Harris' relentless, frenetic style is typical of recent Welsh world champions like Calzaghe, Cleverly, Gavin Rees and Lee Selby.
"I signed with MTK then and my life changed," Harris says. "The Paddy Barnes fight was one of my favourites. We went over to his back yard and people were telling me that I was fighting their 'golden child', you know? He was their number one.
"We knew we were going to win. I felt too big and too strong for him and timing is everything as they say. That was our time."
He is now the challenger for Cesar Martinez' WBC flyweight title, a dream opportunity.
If Martinez's name sounds familiar, that is because two of the Mexican's past three opponents have been from the UK.
He beat Welshman Andrew Selby in Mexico last March, before a controversial no contest with Charlie Edwards saw the Londoner retain his title. Martinez finally won the title outright in December with a TKO win over Nicaraguan Cristofer Rosales.

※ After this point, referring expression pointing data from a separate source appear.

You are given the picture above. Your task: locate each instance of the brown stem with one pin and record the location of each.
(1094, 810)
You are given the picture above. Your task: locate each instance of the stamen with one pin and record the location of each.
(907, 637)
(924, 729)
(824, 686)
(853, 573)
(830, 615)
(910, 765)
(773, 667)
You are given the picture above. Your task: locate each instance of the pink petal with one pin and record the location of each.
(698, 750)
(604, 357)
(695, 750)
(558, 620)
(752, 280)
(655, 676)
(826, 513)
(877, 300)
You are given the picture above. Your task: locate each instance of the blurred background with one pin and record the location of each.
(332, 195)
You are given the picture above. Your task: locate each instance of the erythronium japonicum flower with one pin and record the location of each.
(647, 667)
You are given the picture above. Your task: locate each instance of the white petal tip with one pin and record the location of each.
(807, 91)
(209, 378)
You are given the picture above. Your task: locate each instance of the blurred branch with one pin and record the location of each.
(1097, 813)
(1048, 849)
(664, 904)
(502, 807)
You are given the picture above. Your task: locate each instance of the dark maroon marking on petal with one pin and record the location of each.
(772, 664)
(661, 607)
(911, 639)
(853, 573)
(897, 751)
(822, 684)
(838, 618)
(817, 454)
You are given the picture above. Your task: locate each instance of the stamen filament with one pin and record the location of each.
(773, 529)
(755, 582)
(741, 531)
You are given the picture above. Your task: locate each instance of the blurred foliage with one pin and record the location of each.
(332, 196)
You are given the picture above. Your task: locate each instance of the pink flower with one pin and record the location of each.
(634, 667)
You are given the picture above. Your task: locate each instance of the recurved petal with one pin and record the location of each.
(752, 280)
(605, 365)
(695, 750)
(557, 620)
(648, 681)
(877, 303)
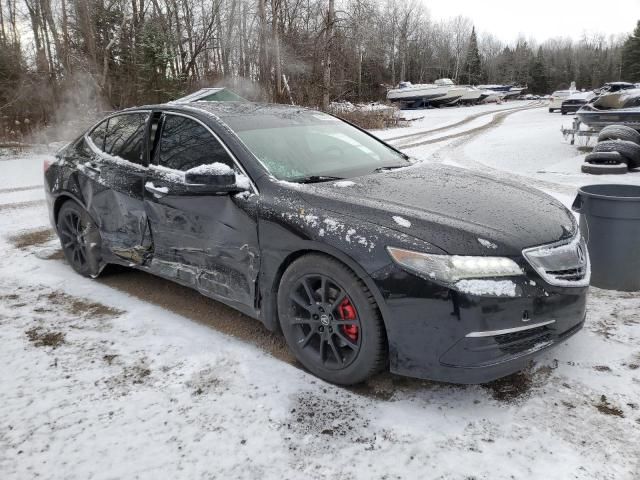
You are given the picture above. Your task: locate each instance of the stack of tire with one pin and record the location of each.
(617, 151)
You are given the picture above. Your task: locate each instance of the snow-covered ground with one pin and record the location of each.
(134, 377)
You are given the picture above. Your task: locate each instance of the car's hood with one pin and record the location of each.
(456, 210)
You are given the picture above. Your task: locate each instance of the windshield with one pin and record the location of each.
(299, 145)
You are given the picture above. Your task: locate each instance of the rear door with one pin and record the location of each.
(209, 242)
(121, 167)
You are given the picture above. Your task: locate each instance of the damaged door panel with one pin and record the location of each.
(208, 241)
(123, 166)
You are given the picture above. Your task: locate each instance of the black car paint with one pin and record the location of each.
(235, 247)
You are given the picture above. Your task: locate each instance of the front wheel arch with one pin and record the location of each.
(270, 318)
(61, 200)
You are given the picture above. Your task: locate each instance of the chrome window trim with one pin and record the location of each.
(231, 155)
(493, 333)
(206, 112)
(95, 148)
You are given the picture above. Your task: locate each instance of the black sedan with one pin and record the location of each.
(364, 259)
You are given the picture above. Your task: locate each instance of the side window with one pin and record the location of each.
(125, 137)
(185, 144)
(98, 134)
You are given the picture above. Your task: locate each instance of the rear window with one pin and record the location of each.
(125, 137)
(97, 135)
(185, 144)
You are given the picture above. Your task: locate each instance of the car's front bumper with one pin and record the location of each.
(440, 334)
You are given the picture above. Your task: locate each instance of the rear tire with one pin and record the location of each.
(80, 240)
(629, 150)
(330, 320)
(604, 169)
(619, 132)
(609, 158)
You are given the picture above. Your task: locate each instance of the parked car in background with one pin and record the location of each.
(363, 259)
(557, 98)
(575, 102)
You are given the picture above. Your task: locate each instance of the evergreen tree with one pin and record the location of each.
(539, 81)
(631, 57)
(473, 67)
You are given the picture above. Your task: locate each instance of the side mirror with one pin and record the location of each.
(211, 179)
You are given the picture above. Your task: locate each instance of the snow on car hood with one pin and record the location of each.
(456, 210)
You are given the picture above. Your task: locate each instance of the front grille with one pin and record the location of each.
(564, 264)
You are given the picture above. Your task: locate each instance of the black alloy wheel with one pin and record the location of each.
(330, 320)
(80, 240)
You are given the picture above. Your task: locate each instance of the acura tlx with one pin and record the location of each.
(364, 259)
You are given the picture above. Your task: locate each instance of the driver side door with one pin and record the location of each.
(208, 242)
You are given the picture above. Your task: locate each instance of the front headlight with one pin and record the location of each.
(452, 268)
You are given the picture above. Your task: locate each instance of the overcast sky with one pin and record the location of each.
(541, 19)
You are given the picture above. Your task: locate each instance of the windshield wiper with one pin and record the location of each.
(392, 167)
(316, 179)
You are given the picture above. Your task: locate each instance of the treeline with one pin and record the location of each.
(60, 57)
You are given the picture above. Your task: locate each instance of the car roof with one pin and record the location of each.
(226, 109)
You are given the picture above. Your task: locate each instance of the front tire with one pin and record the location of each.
(80, 240)
(330, 320)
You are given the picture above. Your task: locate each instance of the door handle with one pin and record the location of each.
(91, 167)
(158, 192)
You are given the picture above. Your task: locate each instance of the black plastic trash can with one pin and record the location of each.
(610, 223)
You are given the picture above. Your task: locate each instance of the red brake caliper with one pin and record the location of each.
(348, 312)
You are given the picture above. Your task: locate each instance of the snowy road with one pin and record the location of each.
(132, 376)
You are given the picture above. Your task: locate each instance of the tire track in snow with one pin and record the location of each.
(20, 189)
(464, 121)
(454, 152)
(472, 132)
(19, 205)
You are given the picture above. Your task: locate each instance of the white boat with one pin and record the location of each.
(410, 93)
(471, 95)
(504, 90)
(491, 96)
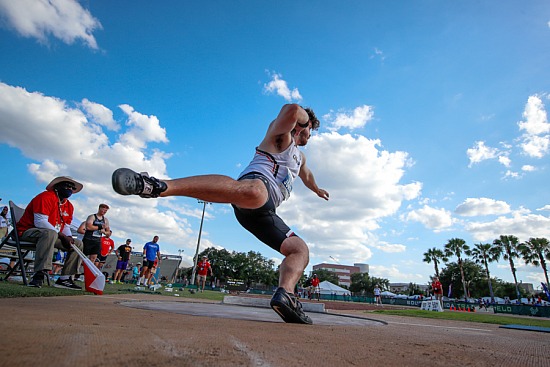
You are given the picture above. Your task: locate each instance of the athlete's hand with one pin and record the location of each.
(323, 194)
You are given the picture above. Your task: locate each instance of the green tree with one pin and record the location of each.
(485, 253)
(362, 283)
(456, 247)
(536, 251)
(476, 284)
(507, 246)
(436, 256)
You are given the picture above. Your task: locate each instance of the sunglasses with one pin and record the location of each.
(69, 185)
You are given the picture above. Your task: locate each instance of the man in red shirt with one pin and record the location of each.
(203, 267)
(107, 246)
(315, 284)
(46, 222)
(437, 289)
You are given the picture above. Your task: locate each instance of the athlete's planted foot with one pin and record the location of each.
(288, 307)
(127, 182)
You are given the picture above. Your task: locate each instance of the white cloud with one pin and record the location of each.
(482, 206)
(64, 19)
(480, 152)
(504, 160)
(280, 87)
(536, 140)
(364, 185)
(512, 174)
(77, 147)
(433, 218)
(395, 274)
(521, 224)
(354, 120)
(100, 114)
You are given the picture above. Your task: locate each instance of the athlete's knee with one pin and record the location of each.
(253, 193)
(295, 246)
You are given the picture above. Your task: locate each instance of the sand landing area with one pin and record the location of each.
(152, 330)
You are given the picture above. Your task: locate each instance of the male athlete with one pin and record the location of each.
(259, 190)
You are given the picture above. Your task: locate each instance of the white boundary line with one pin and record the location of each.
(439, 326)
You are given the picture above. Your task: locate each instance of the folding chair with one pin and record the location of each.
(21, 247)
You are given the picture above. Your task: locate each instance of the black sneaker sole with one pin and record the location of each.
(125, 182)
(288, 314)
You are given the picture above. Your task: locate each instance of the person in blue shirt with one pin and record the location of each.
(151, 252)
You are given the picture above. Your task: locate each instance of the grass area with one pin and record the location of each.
(12, 290)
(482, 317)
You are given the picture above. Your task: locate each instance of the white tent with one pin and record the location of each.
(327, 287)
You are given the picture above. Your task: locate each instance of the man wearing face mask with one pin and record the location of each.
(46, 222)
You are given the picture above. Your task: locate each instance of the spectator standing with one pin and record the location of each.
(46, 222)
(203, 268)
(378, 295)
(315, 281)
(437, 289)
(135, 271)
(123, 253)
(107, 246)
(97, 225)
(151, 252)
(4, 222)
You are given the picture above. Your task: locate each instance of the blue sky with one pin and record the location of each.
(433, 117)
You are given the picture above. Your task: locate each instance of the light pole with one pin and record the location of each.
(198, 242)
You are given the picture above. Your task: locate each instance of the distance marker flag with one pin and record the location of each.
(94, 280)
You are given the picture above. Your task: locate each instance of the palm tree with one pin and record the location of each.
(457, 246)
(435, 255)
(536, 251)
(485, 253)
(508, 247)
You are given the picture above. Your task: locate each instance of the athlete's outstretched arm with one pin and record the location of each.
(307, 178)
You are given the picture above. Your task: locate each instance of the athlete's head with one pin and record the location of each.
(301, 137)
(313, 120)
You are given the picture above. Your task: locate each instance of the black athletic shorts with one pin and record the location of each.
(263, 222)
(101, 258)
(92, 246)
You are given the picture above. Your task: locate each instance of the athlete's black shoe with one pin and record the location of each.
(127, 182)
(288, 307)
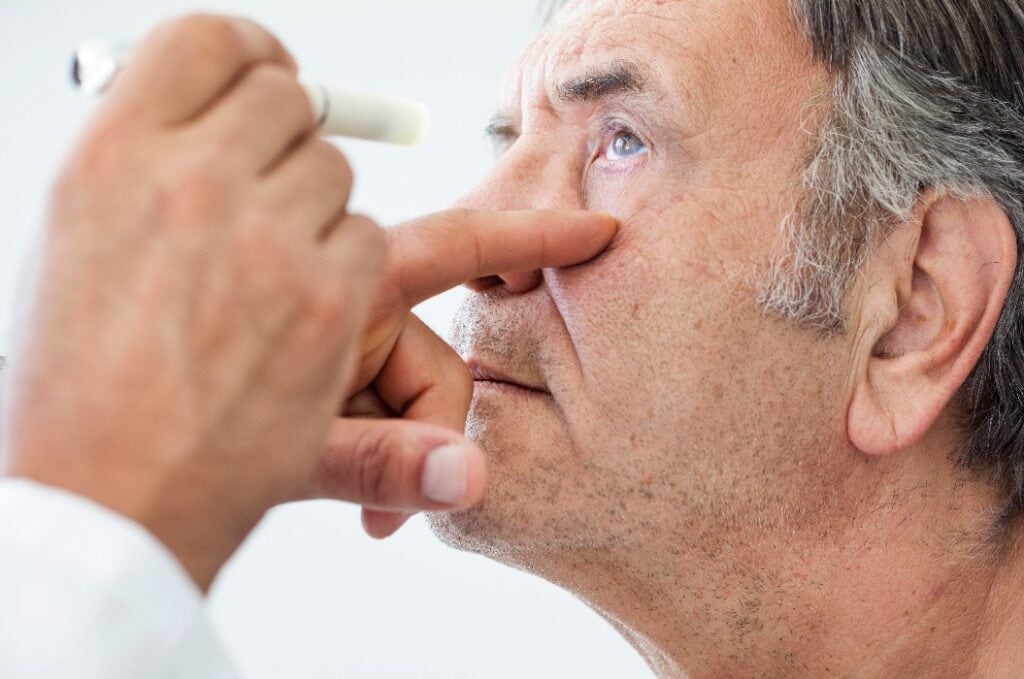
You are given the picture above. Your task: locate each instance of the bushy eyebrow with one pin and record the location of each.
(612, 79)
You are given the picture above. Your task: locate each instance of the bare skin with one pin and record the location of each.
(740, 497)
(205, 306)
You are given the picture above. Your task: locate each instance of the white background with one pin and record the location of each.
(309, 595)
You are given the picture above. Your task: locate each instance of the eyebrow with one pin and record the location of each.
(613, 79)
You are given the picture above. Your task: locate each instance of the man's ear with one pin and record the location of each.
(929, 301)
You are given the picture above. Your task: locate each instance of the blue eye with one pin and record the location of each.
(624, 144)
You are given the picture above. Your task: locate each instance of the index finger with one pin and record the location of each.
(440, 251)
(186, 64)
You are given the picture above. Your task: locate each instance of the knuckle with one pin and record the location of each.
(381, 469)
(370, 239)
(205, 34)
(331, 166)
(325, 313)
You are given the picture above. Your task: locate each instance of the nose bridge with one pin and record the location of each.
(532, 174)
(535, 173)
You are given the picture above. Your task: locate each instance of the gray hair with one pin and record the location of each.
(928, 94)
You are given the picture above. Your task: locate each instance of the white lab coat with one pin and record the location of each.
(86, 593)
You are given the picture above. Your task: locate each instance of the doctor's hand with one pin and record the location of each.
(412, 458)
(196, 311)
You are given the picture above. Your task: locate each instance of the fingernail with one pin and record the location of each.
(445, 474)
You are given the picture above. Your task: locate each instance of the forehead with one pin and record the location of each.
(705, 50)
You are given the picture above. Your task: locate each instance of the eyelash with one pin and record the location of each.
(609, 129)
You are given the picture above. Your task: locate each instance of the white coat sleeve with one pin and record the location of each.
(87, 593)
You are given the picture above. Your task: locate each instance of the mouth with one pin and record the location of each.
(488, 377)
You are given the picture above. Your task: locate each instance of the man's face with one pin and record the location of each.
(669, 412)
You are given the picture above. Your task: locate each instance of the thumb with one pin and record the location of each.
(398, 465)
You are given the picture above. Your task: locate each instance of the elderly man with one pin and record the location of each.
(775, 429)
(772, 429)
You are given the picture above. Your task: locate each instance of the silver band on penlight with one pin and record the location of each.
(339, 112)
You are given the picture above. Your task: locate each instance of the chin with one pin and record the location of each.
(541, 497)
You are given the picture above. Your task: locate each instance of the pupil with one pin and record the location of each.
(624, 144)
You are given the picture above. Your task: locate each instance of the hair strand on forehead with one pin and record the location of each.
(928, 94)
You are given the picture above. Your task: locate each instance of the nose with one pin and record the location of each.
(528, 176)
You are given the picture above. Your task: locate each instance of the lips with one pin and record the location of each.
(488, 376)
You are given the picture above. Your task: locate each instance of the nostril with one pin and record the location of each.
(483, 284)
(522, 282)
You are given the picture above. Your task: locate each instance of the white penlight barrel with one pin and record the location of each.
(348, 113)
(338, 111)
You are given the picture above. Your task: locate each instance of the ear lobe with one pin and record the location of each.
(938, 287)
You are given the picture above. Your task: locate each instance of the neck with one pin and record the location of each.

Bookies make him the overwhelming favourite to beat Harris, but the Welshman is confident.
And after years of small hall shows, he is excited to be the chief support at the 12,000-capacity Ford Center in Frisco, and by the prospect of sharing a star-studded bill with the likes of headliners Jessie Vargas and Mikey Garcia, Chocolatito (Roman Gonzalez) and Joseph Parker.
With his partner expecting the couple's first child in June, Harris is hopeful 2020 is going to be his dream year.
"I have pretty much been waiting my whole career for this. I am fighting for the WBC world flyweight title in Texas on a massive, massive card," he says.
"I don't really care if I am the underdog. I have felt like that most of my career. I thrive off it. All the pressure is on him.
"I am going to embrace it. This is a world title shot, the WBC belt is the most prestigious there is and I am fighting for it. I will give it 100% and I am confident I can win the fight, I really am.
"This year is the best of my life. I am going to come back world champion and then I am having a baby in June."